TXL

1Introduction

It took me a little while to start understanding what TXL can do and how to use it. After success in applying XSLT for typesetting, and a failed attempt at an optimizing C compiler written in Common Lisp because the parser combinator library is bad at handling ANSI C, I rekindled my interest in this programming language.

I have a negative opinion on compiler optimization as I rooted to be an APL programmer. Why would someone even try to program in a inefficient way so compiler can optimize their program? If the programming language does not let you specify the program in the most direct way with the intended efficiency, it is probably a badly designed programming language.

However, although the motivation to me behind using TXL is for program optimization, TXL originated from a lack of compiler features back in the day of early programming language design ages. Not to speak of OOP extension, even the elsif and case statement can be a luxury.

Again, this writing is not about teaching TXL, but a general guide on how to understand the various design decisions made in it and how it is a programming language of its own kind.

2A Perlis Language

A language that doesn't affect the way you think about programming is not worth knowing.

Alan Perlis

TXL is a preprocessor. It parses input using a grammar description and applies a transform program to the parsed result.

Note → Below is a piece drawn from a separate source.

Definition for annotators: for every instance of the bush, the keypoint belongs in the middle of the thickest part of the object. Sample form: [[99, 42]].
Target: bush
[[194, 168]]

The transform language used by TXL is closely related to two programming languages: Refal and XSLT.

Let's talk about XSLT first. It transforms XML documents, and is a pure functional language. An XSLT program is defined by a collection of transforms called templates. They either have targets matched using XPath specifiers in the current context of a node, or have a name to be explicitly referenced by apply template XSLT calls. By default, templates are only applied once unless otherwise explicitly programmed to be iterative.

The basic elements of the transform language of TXL, on the other hand, are rules and functions. Rules are matched in the entire document/program context using unification and are applied iteratively by default, while functions are more like the default XSLT template, matched only once in the current node context. The unification and iterative application closely resembles the evaluation model of Refal, at least in my opinion.

Unlike XSLT, which is optionally typed using XML Schema, TXL is strongly typed against the grammar. A replacement rule needs to be of the same type before and after the replacement. One way to work around that when the result needs to be a different type of node than the original is to construct against an empty node. Another more hacky method is using the ability to override grammar to blend the original and target types together, which is a common technique when TXL is used to transform a program in one programming language to another. This makes TXL less find grained compared to the nanopass framework, where the result of each pass can be a derived but different language.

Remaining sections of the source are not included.